Infinity Exec Exits Amid Pay Controversy

By | November 27, 2004 at 12:00 AM

New York – Infinity Broadcasting is not commenting on a New York Times story that claims the company fired its top Rochester, N.Y., programer for accepting gifts from record companies.

The news comes as another major radio player, Entercom, announces that it will no longer work with independent promoters.

According to the Times, an internal Infinity investigation concluded that John McRae, who oversaw rock WCMF, modern WZNE, top 40 WPXY and adult top 40 WRMM, “had accepted an unspecified sum’s worth of gift certificates sent ostensibly for use in listener contests or in station promotions.”

The Times cited as sources unnamed radio and record label executives who had been briefed on the matter. One of them, a major-label representative, said the label had ordered more than $1,000 worth of Best Buy gift certificates to be sent to Infinity-Rochester, “care of” McRae.

Concerns regarding McRae’s activities contributed to Infinity’s Nov. 17 decision to sever ties with independent promoters, the article said. Before ending relationships with such promoters, Infinity had a policy in place that banned exclusive deals with indies.

Infinity’s move came on the heels of New York State Attorney General Eliot Spitzer’s campaign against payola.

Less than a week after Infinity ended relations with the promoters, Entercom, radio’s fourth-largest group owner, followed suit. But Entercom executive VP Jack Donlevie told Billboard that the company had very few deals with indies left and that the move is “simply the last step in what has been an evolving situation over the last several years.”

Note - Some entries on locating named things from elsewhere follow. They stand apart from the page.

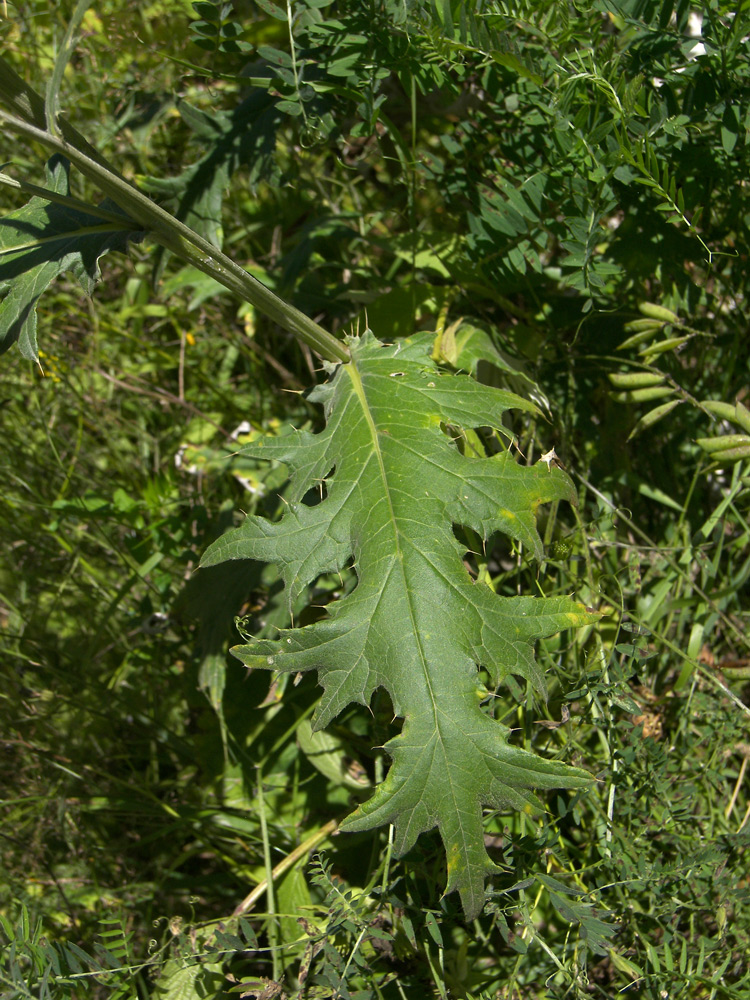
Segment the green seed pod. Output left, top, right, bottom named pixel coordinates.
left=638, top=302, right=680, bottom=323
left=711, top=444, right=750, bottom=462
left=623, top=319, right=664, bottom=333
left=608, top=372, right=664, bottom=389
left=612, top=385, right=674, bottom=403
left=638, top=337, right=690, bottom=360
left=695, top=434, right=750, bottom=453
left=701, top=399, right=750, bottom=433
left=628, top=399, right=683, bottom=441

Donlevie said the company’s relationship with indies is “a business model that doesn’t work anymore… We’re focusing more on direct relationships with the record companies, as opposed to dealing with independents.”

Entercom senior VP of programing Pat Paxton added: “We have decided to work directly with the record companies, thus eliminating the need for independent promoters. As many of our stations have already made this move, it makes sense for the few stations that still work with indies to simply continue in the direction the industry has been moving for the past few years.”

Several of the Entercom deals with independent promoters required providing advance notice of termination. Donlevie said the curtailments are effective at the end of the year.